The artist accesses his high vantage points via mountain bike. On two wheels, he can get to remote and pristine landscapes quickly, where others cannot easily go. He uses a creative method for fixing an image into his memory, for retrieval later in the studio. “For years, I would look out onto a place to capture it in my memory, then I’d say ‘click’ to myself, like I was talking a picture.”

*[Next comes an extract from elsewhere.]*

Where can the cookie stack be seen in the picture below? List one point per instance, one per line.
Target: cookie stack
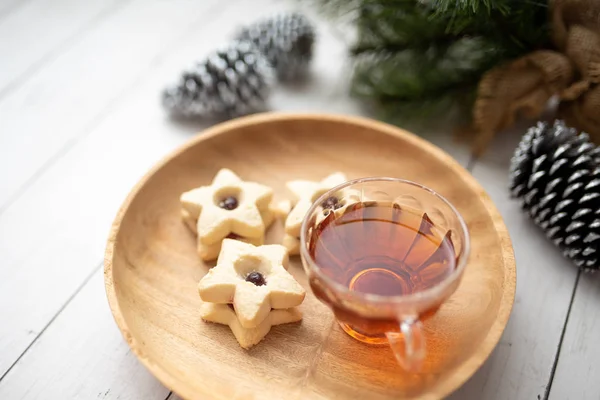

Shoemaker’s subject matter found him early in life, during his family’s frequent trips to the West from their home on the plains of Nebraska. From a young age, Schumaker was moved by the “spaces in the mountains and their intensity.” In the early ’90s, while studying at Colorado State University in Fort Collins, he found painting to be his calling. He recalled, “Oddly enough, I met Stanton Englehart at CSU about 15 years ago at an exhibit of his paintings there. I had the opportunity to talk with him, and he set me off on my present course.” Viewing Englehart’s landscape-based paintings and speaking with him affected Schumaker profoundly. Perhaps he felt a kindred spirit in Englehart, someone who loves to be out in the land and who feels it with his whole being. “It wasn’t until a few years ago that I put two and two together … that I live in the same town as the artist who, over 15 years ago, really inspired me to dedicate myself to painting the land.” •

Shoemaker’s paintings are on display through Jan. 31 at Steaming Bean Coffee Co., 915 Main Ave. in Durango. Mon. –Sat., 6:30 a.m. – 8 p.m. and Sun., 7 a.m. - 7p.m.